Родька, с разбитым, черно провалившимся ртом, со слипшимися от крови губами, немо откликнулся. Ему обсказали о друге его, Ерохе, и он увязался с командой носить боеприпасы. Вынул Ерофея из норы. Солдат уже начал остывать. Родион обмыл и вытер тряпицей лицо погибшего напарника, руками прикопал его в раскрошенных взрывами комках глины. Почуяв на берегу возню и шлепанье, немцы все плотнее и плотнее к навесу яра пускали мины и не переставая лупили в протоку, в мертвый остров. Одной, совсем уж шалой миной взрыхлило и откинуло сухую глину на прикопанном солдате, обнажило грязное, мокрое туловище Ерохи. Родька покачал головой, взвалил на горб угластый ящик с патронами и двинулся следом за удаляющейся командой.

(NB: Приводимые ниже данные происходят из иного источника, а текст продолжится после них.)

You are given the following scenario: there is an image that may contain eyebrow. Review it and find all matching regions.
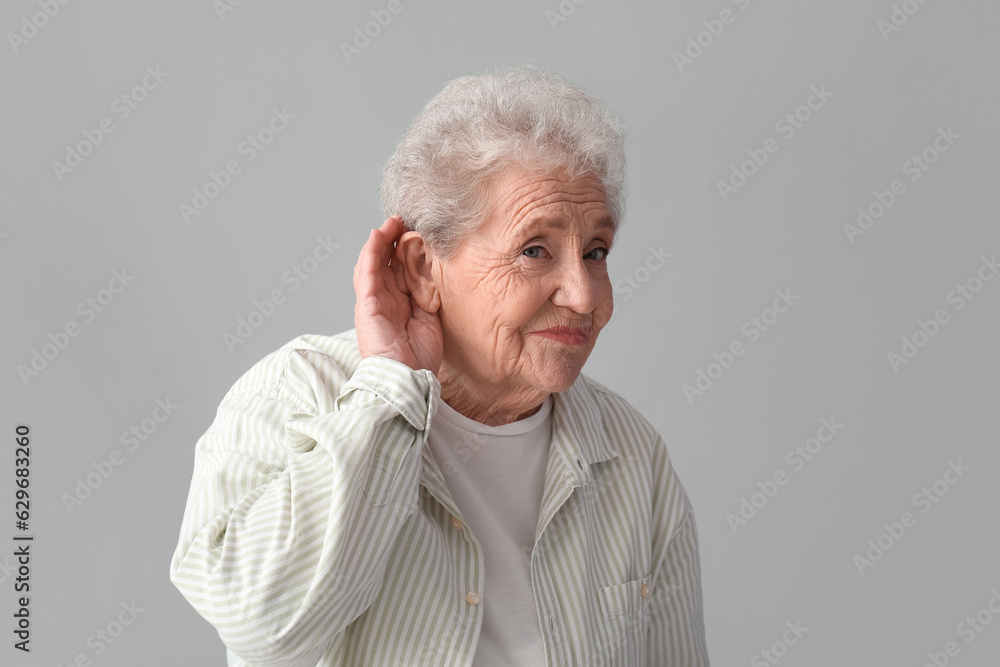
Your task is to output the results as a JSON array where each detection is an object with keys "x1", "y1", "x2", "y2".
[{"x1": 525, "y1": 217, "x2": 616, "y2": 233}]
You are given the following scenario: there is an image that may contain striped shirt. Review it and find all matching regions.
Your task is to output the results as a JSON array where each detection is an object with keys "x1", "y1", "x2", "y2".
[{"x1": 170, "y1": 331, "x2": 709, "y2": 667}]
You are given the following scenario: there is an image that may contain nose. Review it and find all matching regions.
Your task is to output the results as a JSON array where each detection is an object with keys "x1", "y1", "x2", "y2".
[{"x1": 552, "y1": 257, "x2": 607, "y2": 315}]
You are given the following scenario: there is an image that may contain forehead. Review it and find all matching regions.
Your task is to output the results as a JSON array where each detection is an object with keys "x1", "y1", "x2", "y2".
[{"x1": 487, "y1": 168, "x2": 615, "y2": 234}]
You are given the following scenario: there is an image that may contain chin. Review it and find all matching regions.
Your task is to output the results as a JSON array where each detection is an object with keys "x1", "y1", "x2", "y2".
[{"x1": 536, "y1": 363, "x2": 583, "y2": 394}]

По берегу, где кучно, где вразброс, валялись сотни трупов, иные разорваны в клочья, иные вроде бы прикорнули меж камешков, в щетине осоки. Что тут мог значить один упокоенный солдатик? Он-то уже не знает — похоронен, прибран ли, — ничего не чувствует, не ведает, не боится.

* * *

На восходе солнца из тумана выплыла тихая лодка. В ней были две девки: одна на корме с веслом, другая на лопашнах. Лодка пристала в устье речки Черевинки, девки представились: Неля и Фая, приплыли за ранеными. Могут взять пятерых. Велено в первую очередь погрузить майора Зарубина. Приказ самого генерала Лахонина.

— Где он есть, этот Зарубин?

Фая и Неля очень боялись, что из медпункта, развернутого на противоположном берегу, славяне все разворуют, да приказ есть приказ — велено раненого взять, значит, надо брать.

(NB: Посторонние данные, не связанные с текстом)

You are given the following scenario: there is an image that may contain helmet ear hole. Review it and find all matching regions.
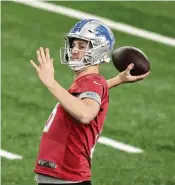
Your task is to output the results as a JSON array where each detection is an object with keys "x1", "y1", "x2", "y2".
[{"x1": 69, "y1": 38, "x2": 75, "y2": 48}]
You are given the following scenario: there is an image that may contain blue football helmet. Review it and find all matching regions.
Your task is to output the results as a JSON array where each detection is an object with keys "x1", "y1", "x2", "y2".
[{"x1": 60, "y1": 19, "x2": 115, "y2": 71}]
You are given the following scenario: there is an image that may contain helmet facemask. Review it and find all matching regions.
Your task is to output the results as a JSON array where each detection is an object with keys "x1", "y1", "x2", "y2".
[{"x1": 60, "y1": 37, "x2": 110, "y2": 71}]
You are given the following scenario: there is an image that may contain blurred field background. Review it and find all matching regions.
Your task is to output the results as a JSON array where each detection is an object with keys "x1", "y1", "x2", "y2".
[{"x1": 1, "y1": 1, "x2": 175, "y2": 185}]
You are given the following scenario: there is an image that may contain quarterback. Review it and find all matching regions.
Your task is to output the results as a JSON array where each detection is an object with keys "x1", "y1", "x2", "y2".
[{"x1": 30, "y1": 19, "x2": 148, "y2": 185}]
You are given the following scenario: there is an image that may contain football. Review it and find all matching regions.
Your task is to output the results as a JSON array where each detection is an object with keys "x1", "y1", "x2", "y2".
[{"x1": 112, "y1": 46, "x2": 150, "y2": 76}]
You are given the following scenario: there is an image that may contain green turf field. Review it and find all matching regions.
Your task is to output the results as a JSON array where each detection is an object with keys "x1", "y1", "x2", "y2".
[{"x1": 1, "y1": 2, "x2": 175, "y2": 185}]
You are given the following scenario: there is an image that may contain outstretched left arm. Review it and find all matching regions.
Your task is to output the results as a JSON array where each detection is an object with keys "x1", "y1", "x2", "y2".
[{"x1": 106, "y1": 63, "x2": 150, "y2": 89}]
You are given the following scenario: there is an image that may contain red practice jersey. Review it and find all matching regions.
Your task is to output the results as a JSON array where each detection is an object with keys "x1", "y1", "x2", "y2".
[{"x1": 35, "y1": 74, "x2": 109, "y2": 181}]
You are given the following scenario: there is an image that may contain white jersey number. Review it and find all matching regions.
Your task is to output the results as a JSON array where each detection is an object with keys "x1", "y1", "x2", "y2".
[{"x1": 43, "y1": 103, "x2": 59, "y2": 132}]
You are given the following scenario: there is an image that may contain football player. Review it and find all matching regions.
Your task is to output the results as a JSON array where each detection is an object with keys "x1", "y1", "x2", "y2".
[{"x1": 30, "y1": 19, "x2": 148, "y2": 185}]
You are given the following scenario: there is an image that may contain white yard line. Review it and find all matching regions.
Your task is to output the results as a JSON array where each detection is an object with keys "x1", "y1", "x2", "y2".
[
  {"x1": 0, "y1": 149, "x2": 23, "y2": 160},
  {"x1": 12, "y1": 0, "x2": 175, "y2": 46},
  {"x1": 98, "y1": 137, "x2": 143, "y2": 153}
]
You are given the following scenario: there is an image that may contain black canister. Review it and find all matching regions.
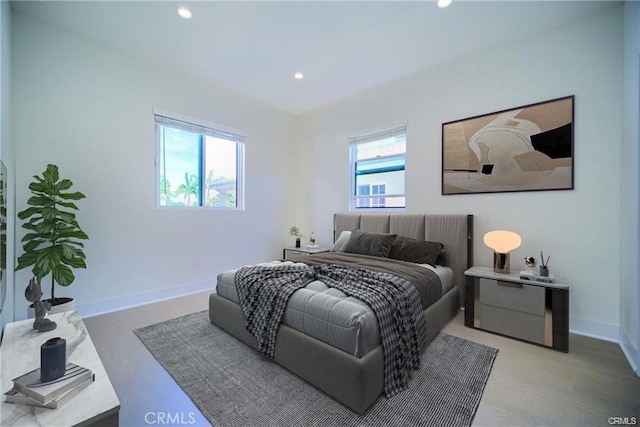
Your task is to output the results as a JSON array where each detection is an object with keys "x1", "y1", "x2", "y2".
[{"x1": 40, "y1": 337, "x2": 67, "y2": 382}]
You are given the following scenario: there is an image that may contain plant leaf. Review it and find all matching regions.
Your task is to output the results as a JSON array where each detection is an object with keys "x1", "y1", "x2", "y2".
[{"x1": 52, "y1": 264, "x2": 76, "y2": 286}]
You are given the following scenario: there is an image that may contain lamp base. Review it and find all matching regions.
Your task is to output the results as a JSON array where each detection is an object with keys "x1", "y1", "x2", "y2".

— Здесь я, здесь, — отозвался майор из ниши. — Грузите раненых, девушки, самых тяжелых берите. А я еще ничего, да и замениться некем. Я подожду.

— Ну как знаете, — сказала Нелька, сидя на корточках под яром, покуривая толсто скрученную цигарку.

У лодки распоряжалась Фая — прибранная, черноглазая девушка в побитых, но все равно красиво облегающих икры сапожках. Возле нее уже хлопотал, помогал не помогал, но балаболил: «У бар бороды не бывает» — Леха Булдаков, однако скоро убедился, что не будет ему здесь успеху, подсел к Нельке:

— Дала бы ты мне закурить, подруга, а то так жрать хочется, аж ночевать негде…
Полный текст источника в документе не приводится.